Tony cheats death once, but he will not do it again. We know this, we cannot see a way out for him, we will it – why, he’s despicable? – but we know it will not work. Then, the end, nothing, blackness, a shock cut to black, the music abrupt, ending, dead.



The realisation of what Meadow sees as she arrives, of what the others must experience: it’s setup and foreshadowed with wonderful writing, setting and camera work: sat in a glorious boat on a beautiful lake discussing the end, which comes as is expected.
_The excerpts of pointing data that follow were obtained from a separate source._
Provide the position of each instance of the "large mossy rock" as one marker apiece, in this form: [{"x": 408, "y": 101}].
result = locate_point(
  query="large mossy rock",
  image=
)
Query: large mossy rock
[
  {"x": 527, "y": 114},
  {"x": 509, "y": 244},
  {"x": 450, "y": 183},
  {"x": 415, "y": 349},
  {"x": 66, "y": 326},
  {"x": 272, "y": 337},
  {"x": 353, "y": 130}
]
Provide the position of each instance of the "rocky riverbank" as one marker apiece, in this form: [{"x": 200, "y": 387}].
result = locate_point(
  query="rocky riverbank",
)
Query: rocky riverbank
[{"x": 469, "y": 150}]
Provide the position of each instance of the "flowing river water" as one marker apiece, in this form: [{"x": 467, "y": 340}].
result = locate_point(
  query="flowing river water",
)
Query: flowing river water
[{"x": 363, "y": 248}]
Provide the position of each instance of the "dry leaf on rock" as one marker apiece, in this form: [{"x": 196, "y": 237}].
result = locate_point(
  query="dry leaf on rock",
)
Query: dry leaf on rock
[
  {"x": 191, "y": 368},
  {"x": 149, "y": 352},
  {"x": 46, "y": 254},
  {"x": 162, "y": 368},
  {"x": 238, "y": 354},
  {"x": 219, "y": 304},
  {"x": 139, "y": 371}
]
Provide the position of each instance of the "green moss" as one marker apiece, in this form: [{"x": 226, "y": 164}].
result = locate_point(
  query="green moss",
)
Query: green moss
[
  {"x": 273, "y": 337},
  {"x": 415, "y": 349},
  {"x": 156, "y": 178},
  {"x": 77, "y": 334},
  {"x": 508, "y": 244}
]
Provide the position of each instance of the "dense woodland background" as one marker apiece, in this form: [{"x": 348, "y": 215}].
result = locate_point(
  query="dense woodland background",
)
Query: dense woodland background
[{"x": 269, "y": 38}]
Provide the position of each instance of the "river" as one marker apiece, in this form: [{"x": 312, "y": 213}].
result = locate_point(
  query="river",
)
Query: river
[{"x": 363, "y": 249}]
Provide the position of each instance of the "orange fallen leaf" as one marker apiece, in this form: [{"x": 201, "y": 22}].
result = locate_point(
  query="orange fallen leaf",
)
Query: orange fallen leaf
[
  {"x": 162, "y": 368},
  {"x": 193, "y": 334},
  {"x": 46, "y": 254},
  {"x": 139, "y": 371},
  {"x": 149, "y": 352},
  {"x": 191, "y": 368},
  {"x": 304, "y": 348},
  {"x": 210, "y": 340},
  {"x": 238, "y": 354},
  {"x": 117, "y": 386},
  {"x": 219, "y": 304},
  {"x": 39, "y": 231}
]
Writers’ know what they’re doing, it’s premeditated, planned and executed like a hit.

Sunday, July 10, 2011

What a life

One of my favourite musicians is Bruce Springsteen, ably enabled by his epic E Street Band, including the excellently-faced Steve Van Zandt. I saw him in London twice and both times and Bruce and Steve (sounds so simple like that) were having a whale of a time, alongside the now sadly departed Clarence Clemens.

I've been watching The Sopranos since about February, ploughing my way through the entire box set and have reached the final season now, and it still freaks me out to know that Silvio Dante, Tony's consigliere is the same man.

I mean, is it not enough to be a guitarist in one of the greatest and most enduring live bands of all time, that you then need to act in one of the greatest TV show's of all time? Ridiculous.